I did a skills assessment and looked for roles that aligned with what I was good at and what I enjoyed doing. I ended up taking a more junior role at a growing mid-sized company where I was responsible for a mix of accounting and HR functions. As I dove into the role, I realized how much more there was to HR than what I had been exposed to previously. In this position, I was able to grow my knowledge base and career while building out the HR department. If you find yourself in the same boat and you want to make a transition to HR mid career. My suggestions are:
- Don’t be afraid to take a step back to move forwards
- Perform senior level work even if it’s a junior level job
- Focus on continuous learning and self improvement so you can grow in your job
- Seek out certification to establish your credibility
If you’re looking to transition to civilian HR after a career in the military the process is similar and there are a number of programs that can help.

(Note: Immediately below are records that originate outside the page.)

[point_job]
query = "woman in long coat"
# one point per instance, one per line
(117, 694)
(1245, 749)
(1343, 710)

Military HR to Civilian HR
There are many things that serving in the military can teach you that will make you an asset to any civilian organization. Exceptional leadership skills, attention to detail and working well as part of a team are just a few of the things that come to mind. Because of this, employers are eager to hire veterans who display these skills. You’ll want to prepare yourself for the transition to civilian employment by familiarizing yourself with the differences between military and civilian HR. This can be done either through obtaining additional education or sitting for an HR certification.
The Onward to Opportunity Program helps eligible service members, veterans and military spouses develop skills that they can use to transition into civilian careers. In fact, they offer training and preparation for the Human Resources Certification Institute’s PHR and SPHR exams. But the programs benefits don’t end there. It also pairs participants with a Veteran Transition Specialist and Career Coordinator from Hire Heroes USA who will help provide career services and match participants with partner companies for interviews.
Should you become an HR Generalist or Specialist?
When considering a career in HR, you should acquaint yourself with the different options that you have for career paths. Starting out, you may want to pursue a generalist track that will give you exposure to all of the HR functional areas including:
- Performance Management
- Total Rewards
- Employee Relations
- Learning & Development
A generalist needs to be comfortable working on varied tasks and quickly switching between them as they may find themselves juggling competing priorities.This role is ideal for someone who enjoys a great deal of variety because the one thing that’s certain is that no two days are the same.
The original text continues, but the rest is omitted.